Once I stopped getting 502 errors and loaded up the install files, things looked pretty good until I got to the license verification step. It said to put in the email address I bought the license with, but gave an error saying it wasn't recognized. I ended up forwarding my purchase receipt to the developer along with my error - this was around 11pm Tuesday evening. I went to bed, and by the time I had woken up I had two emails from the developer: one suggesting a possible fix on my end, and one indicating he had dug deeper on the problem - he found something on his end of things that might have been causing the error and would be working on fixing it today. I was pretty impressed with the quick response!
My hypothesis is that my .co email address was throwing some errors for the verification system but I have no real way of knowing for sure. Yet another reason why I'm moving away from a .co domain, as I've run into a couple of weird snags like this before... Either way, I tried it again last night and it succeeded. It's all hooked up to Stripe and, outside of setting up HTTPS for payments, seems ready to go!

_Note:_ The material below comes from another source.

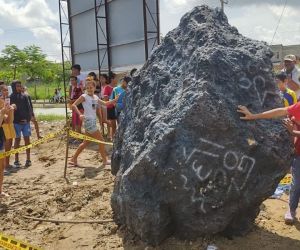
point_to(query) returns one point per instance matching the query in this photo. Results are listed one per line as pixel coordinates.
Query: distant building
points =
(280, 51)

A couple of hiccups along the way:
- I didn't realize you needed to install php5-curl as well as php5-mysql at first, leading me to spend some time vehemently disagreeing with the install requirements page saying I didn't have cURL installed on the server.
- 502 Bad Gateway errors for the nginx WordPress config's PHP socket... I had to hunt down the location of the PHP5-FPM socket to fix this.
- Part of the installation includes setting 777 permissions on a few folders - I am going to experiment with setting those back down to something less worrisome and see if it breaks the installation tonight.